Kişinin süslerden ve zarafet kazandırıcı maddî-mânevî unsurlardan yararlanarak kendini daha güzel ve hoş duruma getirmesini ifade eden süslenme Arapça’da tezeyyün ve tecemmül kelimeleriyle karşılanır. Türkçe’de daha çok “süs” anlamıyla kullanılan ziynet (zînet) “bir şeyi takıyla, elbiseyle veya şekil verme yoluyla güzelleştirmek” demektir
En güzel zinet imandır. İmanlı bir şekilde yaşamakla mümkündür. İmansızın süsü, kış gününde güneşin ısıtmasına benzer; mezara, mahşere, hiçbir tesiri yoktur. Hakiki güzellik iman ile olur. İman, Allah’ın kuluna bir bağışıdır.
İman dil ile ikrar, kalb ile tasdik ve vücut ile amel etmekten ibarettir. İmanın zayıflaması ve kuvvetleşmesi mümkündür, azalma ve çoğalma mevzubahis değildir. Peygamberimiz bir hadisi şeriflerinde: “Kuvvetli mümin zayıf mü’minden daha hayırlıdırbuyurmuştur.

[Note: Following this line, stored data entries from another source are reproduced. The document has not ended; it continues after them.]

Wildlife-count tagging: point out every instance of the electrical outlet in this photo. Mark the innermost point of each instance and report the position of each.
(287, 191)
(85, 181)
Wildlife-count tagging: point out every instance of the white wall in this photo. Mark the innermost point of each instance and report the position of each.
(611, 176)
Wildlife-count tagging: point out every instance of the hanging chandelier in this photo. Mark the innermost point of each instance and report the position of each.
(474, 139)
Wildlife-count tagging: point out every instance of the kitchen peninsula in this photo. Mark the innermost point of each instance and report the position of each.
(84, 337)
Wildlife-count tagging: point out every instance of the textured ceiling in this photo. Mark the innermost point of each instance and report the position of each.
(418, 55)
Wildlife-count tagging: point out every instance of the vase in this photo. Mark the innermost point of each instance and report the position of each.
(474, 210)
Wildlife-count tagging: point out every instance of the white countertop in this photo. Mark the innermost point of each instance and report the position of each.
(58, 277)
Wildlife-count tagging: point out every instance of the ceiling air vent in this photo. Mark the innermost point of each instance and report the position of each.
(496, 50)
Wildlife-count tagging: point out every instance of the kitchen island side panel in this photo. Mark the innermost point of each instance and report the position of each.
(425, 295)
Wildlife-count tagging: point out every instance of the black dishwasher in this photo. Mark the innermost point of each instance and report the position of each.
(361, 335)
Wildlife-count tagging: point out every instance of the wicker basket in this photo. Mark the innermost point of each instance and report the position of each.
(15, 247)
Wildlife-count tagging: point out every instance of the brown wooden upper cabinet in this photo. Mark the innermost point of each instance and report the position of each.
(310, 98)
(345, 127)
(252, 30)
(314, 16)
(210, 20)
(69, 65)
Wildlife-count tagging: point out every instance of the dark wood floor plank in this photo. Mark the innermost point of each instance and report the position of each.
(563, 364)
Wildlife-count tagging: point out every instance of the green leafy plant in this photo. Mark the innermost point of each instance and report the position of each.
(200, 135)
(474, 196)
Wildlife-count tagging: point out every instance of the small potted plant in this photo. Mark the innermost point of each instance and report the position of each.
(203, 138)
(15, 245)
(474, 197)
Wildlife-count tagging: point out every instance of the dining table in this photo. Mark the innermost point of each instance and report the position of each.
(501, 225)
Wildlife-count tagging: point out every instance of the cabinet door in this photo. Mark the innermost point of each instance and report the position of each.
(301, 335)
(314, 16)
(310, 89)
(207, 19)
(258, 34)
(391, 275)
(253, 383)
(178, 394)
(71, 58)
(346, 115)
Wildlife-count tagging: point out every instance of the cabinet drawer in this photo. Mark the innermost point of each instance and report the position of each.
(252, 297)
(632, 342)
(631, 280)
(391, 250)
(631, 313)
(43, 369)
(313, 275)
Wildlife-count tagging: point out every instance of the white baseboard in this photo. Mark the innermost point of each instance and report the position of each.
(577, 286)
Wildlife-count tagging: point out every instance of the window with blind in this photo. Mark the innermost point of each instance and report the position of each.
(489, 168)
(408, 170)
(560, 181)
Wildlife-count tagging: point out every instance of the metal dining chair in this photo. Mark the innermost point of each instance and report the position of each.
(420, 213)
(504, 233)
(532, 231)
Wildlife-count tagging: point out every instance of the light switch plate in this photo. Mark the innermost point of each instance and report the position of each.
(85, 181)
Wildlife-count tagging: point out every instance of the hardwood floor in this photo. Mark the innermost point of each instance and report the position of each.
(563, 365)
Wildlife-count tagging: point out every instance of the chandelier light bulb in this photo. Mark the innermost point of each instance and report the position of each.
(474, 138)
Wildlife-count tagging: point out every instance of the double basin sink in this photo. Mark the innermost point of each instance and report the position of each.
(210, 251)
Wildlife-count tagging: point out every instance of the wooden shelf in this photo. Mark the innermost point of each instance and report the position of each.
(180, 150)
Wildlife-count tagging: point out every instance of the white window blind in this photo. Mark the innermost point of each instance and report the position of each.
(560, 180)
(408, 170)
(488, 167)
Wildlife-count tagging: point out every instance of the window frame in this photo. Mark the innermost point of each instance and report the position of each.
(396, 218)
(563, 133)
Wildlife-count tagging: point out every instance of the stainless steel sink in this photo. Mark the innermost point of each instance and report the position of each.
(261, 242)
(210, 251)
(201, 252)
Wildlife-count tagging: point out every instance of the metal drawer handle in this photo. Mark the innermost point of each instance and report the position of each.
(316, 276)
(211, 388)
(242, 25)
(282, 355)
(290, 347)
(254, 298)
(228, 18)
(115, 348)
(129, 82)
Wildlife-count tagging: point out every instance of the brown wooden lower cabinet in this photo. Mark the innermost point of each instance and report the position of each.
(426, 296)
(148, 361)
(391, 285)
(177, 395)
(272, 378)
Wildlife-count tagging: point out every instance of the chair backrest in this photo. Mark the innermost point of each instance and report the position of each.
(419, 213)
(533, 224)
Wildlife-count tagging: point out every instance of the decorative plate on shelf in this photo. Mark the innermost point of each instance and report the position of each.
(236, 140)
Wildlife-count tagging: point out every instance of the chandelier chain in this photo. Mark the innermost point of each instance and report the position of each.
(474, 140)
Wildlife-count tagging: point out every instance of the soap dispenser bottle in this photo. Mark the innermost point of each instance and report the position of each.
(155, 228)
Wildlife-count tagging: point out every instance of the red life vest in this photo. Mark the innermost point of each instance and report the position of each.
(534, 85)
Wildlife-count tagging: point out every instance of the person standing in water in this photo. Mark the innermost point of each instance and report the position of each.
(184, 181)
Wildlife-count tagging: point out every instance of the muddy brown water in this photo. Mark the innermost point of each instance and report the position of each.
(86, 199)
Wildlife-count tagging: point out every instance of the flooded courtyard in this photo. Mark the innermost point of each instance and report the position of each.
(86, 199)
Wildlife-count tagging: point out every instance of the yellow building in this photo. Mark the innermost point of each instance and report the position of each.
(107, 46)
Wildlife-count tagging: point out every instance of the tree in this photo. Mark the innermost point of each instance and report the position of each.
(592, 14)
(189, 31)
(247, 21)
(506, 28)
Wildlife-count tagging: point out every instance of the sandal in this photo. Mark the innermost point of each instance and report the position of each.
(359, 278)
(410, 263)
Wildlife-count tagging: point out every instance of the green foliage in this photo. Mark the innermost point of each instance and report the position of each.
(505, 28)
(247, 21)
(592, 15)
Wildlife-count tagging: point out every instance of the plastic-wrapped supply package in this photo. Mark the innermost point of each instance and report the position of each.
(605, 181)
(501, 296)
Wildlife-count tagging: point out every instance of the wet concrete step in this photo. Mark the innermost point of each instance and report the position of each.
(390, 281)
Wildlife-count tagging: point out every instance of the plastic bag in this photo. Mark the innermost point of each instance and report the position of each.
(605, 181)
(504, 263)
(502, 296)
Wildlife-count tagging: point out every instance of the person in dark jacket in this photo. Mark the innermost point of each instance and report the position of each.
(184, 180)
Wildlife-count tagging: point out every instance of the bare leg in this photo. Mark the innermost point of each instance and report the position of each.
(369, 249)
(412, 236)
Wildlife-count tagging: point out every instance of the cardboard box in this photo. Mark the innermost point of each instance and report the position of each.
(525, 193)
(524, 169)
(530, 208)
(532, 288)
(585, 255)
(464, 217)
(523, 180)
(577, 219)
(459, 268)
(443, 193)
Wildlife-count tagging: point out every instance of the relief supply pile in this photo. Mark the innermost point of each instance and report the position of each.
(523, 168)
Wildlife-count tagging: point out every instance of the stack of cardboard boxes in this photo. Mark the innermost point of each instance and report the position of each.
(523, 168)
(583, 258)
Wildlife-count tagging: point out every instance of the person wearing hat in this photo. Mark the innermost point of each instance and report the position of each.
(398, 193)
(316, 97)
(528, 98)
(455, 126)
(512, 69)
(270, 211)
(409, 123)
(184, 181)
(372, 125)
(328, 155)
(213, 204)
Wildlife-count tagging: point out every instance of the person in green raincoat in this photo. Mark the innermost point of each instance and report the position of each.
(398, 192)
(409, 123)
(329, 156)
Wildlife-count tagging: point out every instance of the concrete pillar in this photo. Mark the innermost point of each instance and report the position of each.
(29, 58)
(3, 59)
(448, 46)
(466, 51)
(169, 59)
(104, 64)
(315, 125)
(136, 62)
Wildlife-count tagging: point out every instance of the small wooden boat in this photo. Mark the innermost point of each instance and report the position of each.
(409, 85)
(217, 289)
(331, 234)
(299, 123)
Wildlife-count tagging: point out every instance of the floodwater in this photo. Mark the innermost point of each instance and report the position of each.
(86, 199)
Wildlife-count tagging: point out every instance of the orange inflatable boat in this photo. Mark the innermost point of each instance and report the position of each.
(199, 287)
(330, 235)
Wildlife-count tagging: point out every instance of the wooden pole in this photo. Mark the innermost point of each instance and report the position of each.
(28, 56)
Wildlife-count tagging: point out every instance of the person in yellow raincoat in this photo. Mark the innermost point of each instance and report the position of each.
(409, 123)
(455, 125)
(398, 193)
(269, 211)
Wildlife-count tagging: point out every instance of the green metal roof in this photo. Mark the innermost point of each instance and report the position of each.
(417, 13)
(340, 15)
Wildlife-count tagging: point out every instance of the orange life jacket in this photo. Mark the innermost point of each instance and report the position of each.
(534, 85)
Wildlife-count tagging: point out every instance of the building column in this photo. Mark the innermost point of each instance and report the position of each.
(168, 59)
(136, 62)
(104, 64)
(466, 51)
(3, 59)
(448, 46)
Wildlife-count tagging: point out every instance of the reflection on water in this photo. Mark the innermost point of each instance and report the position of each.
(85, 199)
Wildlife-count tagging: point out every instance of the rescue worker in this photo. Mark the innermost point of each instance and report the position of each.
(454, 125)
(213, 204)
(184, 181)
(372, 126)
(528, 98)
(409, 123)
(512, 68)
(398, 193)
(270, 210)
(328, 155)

İman gönülde bir nurdur. Bu nuru yakan Allah, söndüren kuldur. Sahrada yanan bir lamba rüzgâr sebebiyle sönebilir, bu rüzgâr şeytanın ve nefsin rüzgârıdır. Hakiki mü’min imanının nurunu söndürmeyen kişi demektir. Öyle ise bütün duâlarımızda imanla zinetlenmemizi istememiz gereklidir.
TÜRKÇE OKUNUŞU : (Allâhümme zeyyinnâ bi zînetil iman, vec’alnâ hüdâten muhtedîn.)
ANLAMI : “Allah’ım, iman zinetiyle beni güzelleştir imanı bana hidayet sembolü kıl.